The Italian fashion house presented its mismatched and colourful mens collection in the stripped-back concrete interiors of its own Via Fogazzaro space in Milan, on 17 June 2018.
Created by AMO – OMA's research and design studio – the set was treated as an "architectural field" designed to control the dynamics of the show.
Described by the studio as maintaining a "strict serial layout," the space was ordered on a grid system based on Cartesian coordinates. This grid defined the areas occupied by guests, with four different routes left free for the models to walk down.
"A geometric pattern invades the room, a manifestation of the principles that organise the show’s choreography," AMO explained.
"Numbers and symbols define the exact positioning of the actors in the space, alluding to geographic coordinates of remote places."
"A regular grid of squares evenly organised in space obsessively cover the surfaces of the room," said AMO.
"It serves as [a] blueprint to occupy the space defining the four trajectories of the catwalk, as well as, which of the squares should be occupied by the stools and therefore the guests," the studio continued.
"Different elements were used to enhance the graphic impact of the grid: the seating code and a set of coordinates that correspond to series of remote islands that somehow recall the mathematical approximation of geographic representation."
The catwalks were lined with an exclusive re-edition of Vernon Panton's 1960s inflatable stool, which AMO and Prada chose for their "contemporary attitude, lightness and transparency."
The cubic stools are not backlighted as they appear to be, but rather are illuminated indirectly and irregularly by scattered light sources that, along with a strip of pink lights along the border of the room, aim to give the space a "psychedelic" feel.
The room's walls were covered in translucent sheets to further reflect the pink lights.
According to AMO the catwalk design aimed to "bring fashion to the foreground" by putting into question the recent practice that sees show sets as "explanatory efforts to contextualise collections."
AMO told Dezeen that Prada does not disclose any details about the fashion collections prior to the show, with the design process for the catwalk beginning before Prada designed the collection.
"Somehow we can grasp the connection between fashion and space just during the show. The collection can be either in tune with the space or in opposition," said the studio.
"For this reason, in this case there was not a specific relation between the catwalk and the fashion, if it wasn't for the geometric patterns that featured in both designs," continued AMO.
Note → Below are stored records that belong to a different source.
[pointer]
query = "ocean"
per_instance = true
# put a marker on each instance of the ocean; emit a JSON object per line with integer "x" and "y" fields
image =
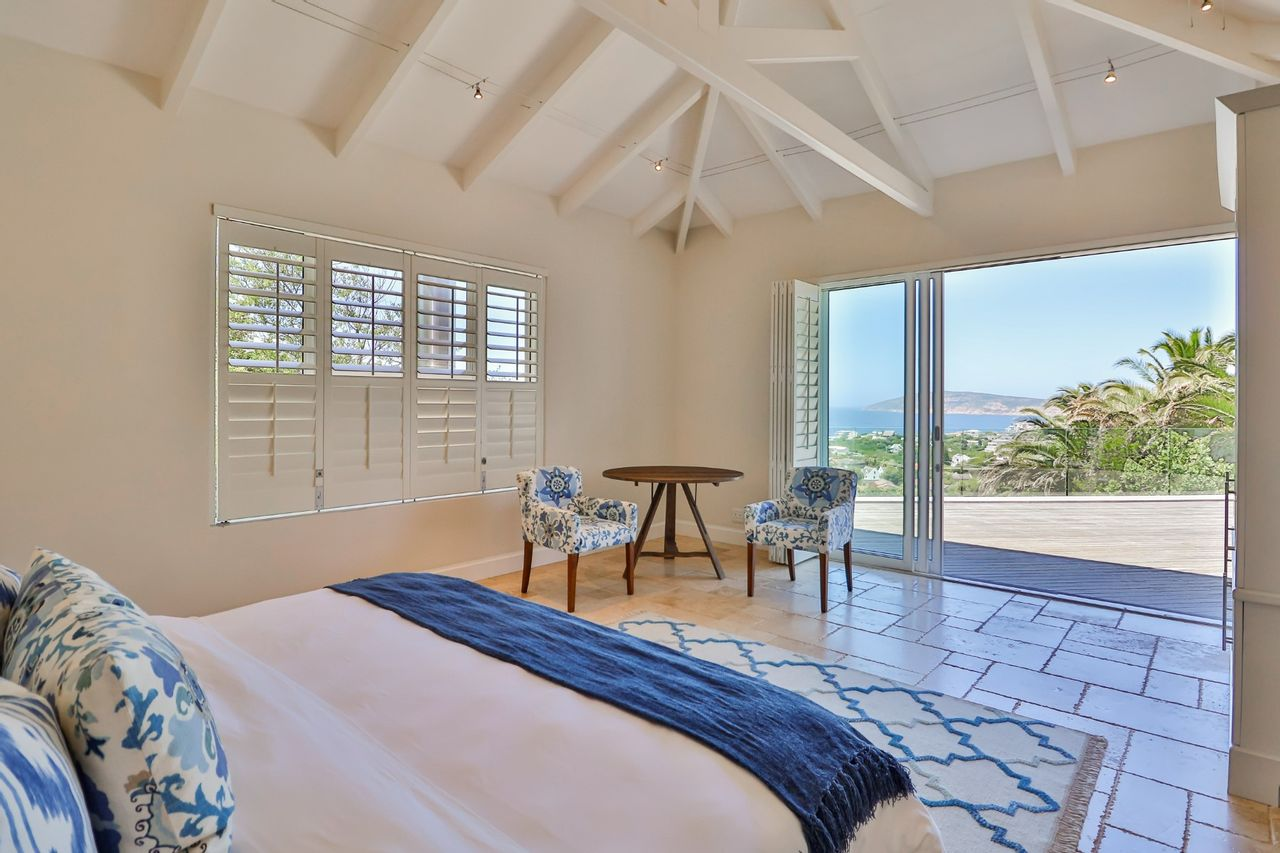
{"x": 864, "y": 422}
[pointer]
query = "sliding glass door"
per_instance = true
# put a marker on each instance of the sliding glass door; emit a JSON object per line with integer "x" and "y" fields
{"x": 882, "y": 375}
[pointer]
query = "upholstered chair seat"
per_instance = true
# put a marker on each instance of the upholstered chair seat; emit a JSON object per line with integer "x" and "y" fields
{"x": 816, "y": 514}
{"x": 556, "y": 515}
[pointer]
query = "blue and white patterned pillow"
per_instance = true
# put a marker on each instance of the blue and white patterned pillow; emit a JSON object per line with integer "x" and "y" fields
{"x": 9, "y": 584}
{"x": 41, "y": 804}
{"x": 140, "y": 730}
{"x": 557, "y": 486}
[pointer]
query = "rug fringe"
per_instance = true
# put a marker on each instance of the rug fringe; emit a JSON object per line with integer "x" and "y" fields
{"x": 1070, "y": 822}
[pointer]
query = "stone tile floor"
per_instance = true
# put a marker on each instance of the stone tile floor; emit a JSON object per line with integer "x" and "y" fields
{"x": 1156, "y": 688}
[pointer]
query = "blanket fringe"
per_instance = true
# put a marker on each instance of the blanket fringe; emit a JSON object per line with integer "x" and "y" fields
{"x": 1070, "y": 822}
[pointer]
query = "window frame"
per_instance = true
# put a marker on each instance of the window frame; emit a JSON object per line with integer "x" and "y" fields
{"x": 415, "y": 256}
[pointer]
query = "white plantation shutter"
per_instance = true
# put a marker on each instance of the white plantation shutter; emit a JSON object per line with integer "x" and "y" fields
{"x": 446, "y": 388}
{"x": 795, "y": 379}
{"x": 269, "y": 391}
{"x": 365, "y": 391}
{"x": 351, "y": 374}
{"x": 511, "y": 397}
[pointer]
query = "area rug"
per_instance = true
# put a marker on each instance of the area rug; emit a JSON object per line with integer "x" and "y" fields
{"x": 992, "y": 780}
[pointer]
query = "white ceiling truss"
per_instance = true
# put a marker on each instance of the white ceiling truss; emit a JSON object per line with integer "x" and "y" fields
{"x": 749, "y": 105}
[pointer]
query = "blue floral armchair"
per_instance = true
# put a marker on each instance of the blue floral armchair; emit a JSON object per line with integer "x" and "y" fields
{"x": 816, "y": 514}
{"x": 554, "y": 515}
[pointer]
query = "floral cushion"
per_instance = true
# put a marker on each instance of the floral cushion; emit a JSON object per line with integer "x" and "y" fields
{"x": 554, "y": 515}
{"x": 9, "y": 583}
{"x": 149, "y": 757}
{"x": 41, "y": 803}
{"x": 817, "y": 514}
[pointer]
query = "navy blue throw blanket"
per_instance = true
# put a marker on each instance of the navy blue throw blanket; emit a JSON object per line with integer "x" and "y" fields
{"x": 817, "y": 763}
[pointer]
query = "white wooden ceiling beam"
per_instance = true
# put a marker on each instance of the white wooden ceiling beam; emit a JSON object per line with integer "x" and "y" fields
{"x": 417, "y": 31}
{"x": 195, "y": 40}
{"x": 668, "y": 31}
{"x": 714, "y": 210}
{"x": 695, "y": 172}
{"x": 638, "y": 133}
{"x": 877, "y": 92}
{"x": 1165, "y": 22}
{"x": 807, "y": 197}
{"x": 1032, "y": 27}
{"x": 769, "y": 45}
{"x": 497, "y": 137}
{"x": 659, "y": 209}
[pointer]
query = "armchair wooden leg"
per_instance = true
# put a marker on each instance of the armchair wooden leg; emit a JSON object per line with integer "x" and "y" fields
{"x": 529, "y": 566}
{"x": 631, "y": 569}
{"x": 572, "y": 579}
{"x": 822, "y": 573}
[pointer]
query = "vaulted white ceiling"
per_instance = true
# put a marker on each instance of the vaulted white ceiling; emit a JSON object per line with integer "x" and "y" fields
{"x": 581, "y": 112}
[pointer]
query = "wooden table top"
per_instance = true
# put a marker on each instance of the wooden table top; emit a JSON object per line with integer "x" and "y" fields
{"x": 673, "y": 474}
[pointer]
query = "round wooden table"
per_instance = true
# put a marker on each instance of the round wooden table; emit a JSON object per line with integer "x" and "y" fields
{"x": 667, "y": 478}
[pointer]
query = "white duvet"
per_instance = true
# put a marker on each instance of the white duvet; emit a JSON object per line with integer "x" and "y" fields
{"x": 348, "y": 728}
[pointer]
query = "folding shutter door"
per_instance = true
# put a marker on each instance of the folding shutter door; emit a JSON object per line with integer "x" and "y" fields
{"x": 446, "y": 387}
{"x": 511, "y": 384}
{"x": 269, "y": 395}
{"x": 365, "y": 387}
{"x": 794, "y": 383}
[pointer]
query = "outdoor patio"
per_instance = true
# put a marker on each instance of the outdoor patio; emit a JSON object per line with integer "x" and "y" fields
{"x": 1156, "y": 553}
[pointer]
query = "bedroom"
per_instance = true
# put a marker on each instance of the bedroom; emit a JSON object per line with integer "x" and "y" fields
{"x": 137, "y": 133}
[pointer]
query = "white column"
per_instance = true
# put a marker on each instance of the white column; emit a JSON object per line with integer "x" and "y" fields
{"x": 1249, "y": 147}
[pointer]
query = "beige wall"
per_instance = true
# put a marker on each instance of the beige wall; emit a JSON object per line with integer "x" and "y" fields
{"x": 106, "y": 333}
{"x": 722, "y": 323}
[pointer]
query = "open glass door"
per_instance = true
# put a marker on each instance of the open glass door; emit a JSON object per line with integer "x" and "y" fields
{"x": 882, "y": 393}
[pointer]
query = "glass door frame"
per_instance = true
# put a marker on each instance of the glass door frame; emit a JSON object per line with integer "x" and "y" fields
{"x": 922, "y": 416}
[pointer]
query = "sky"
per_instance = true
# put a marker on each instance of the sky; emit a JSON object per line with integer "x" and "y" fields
{"x": 1027, "y": 329}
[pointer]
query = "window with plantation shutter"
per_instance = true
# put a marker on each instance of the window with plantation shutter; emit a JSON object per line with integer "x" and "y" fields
{"x": 352, "y": 372}
{"x": 447, "y": 402}
{"x": 269, "y": 395}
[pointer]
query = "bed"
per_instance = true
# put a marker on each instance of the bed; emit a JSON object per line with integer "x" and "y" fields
{"x": 337, "y": 746}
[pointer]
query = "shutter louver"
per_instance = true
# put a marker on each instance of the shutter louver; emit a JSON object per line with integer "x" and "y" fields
{"x": 269, "y": 396}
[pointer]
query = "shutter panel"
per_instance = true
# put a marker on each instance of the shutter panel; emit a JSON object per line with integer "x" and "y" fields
{"x": 446, "y": 387}
{"x": 795, "y": 384}
{"x": 511, "y": 413}
{"x": 269, "y": 395}
{"x": 365, "y": 387}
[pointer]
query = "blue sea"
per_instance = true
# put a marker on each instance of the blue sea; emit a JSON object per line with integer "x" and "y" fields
{"x": 865, "y": 422}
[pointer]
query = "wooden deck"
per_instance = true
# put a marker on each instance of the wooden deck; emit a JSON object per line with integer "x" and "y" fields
{"x": 1157, "y": 555}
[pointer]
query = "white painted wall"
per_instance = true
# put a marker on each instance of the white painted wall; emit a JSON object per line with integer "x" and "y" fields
{"x": 1255, "y": 769}
{"x": 106, "y": 325}
{"x": 1120, "y": 190}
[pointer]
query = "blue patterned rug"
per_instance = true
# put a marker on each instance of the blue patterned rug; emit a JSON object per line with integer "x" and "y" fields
{"x": 993, "y": 780}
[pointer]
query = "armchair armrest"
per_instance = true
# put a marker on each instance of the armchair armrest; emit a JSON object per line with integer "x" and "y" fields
{"x": 611, "y": 510}
{"x": 760, "y": 512}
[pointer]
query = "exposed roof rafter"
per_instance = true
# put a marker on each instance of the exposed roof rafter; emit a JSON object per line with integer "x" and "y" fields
{"x": 191, "y": 49}
{"x": 673, "y": 103}
{"x": 417, "y": 31}
{"x": 670, "y": 31}
{"x": 493, "y": 138}
{"x": 1165, "y": 23}
{"x": 807, "y": 197}
{"x": 1032, "y": 27}
{"x": 877, "y": 92}
{"x": 695, "y": 172}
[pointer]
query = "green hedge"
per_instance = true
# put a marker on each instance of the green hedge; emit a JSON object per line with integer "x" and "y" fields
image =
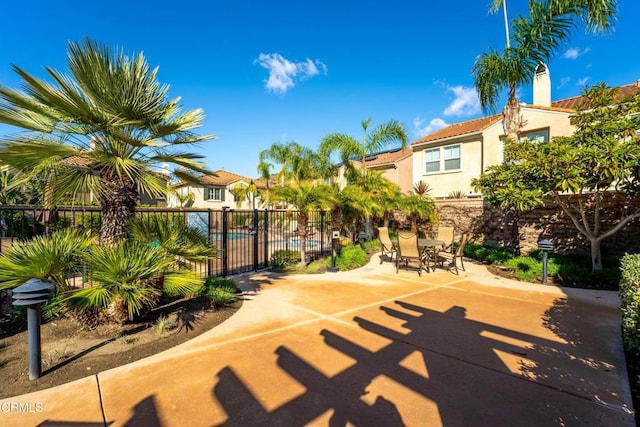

Although Prada didn't discuss the collection with AMO before the space was designed, the use of plastic and transparent materials was part of the discussion between the two firms early on, with the inflatable stools chosen to give an "unexpected experience" to the guests.
This is not the first time Prada has worked with OMA and AMO. The pairing grew out of a friendship between founders Miuccia Prada and Rem Koolhaas, and has seen various collaborations over the years.
Previously, AMO divided the catwalk into a series of colourful interiors with beds and benches for Prada's Autumn Winter 2017 show, and installed a sloping mesh for its Spring Summer 2017 show.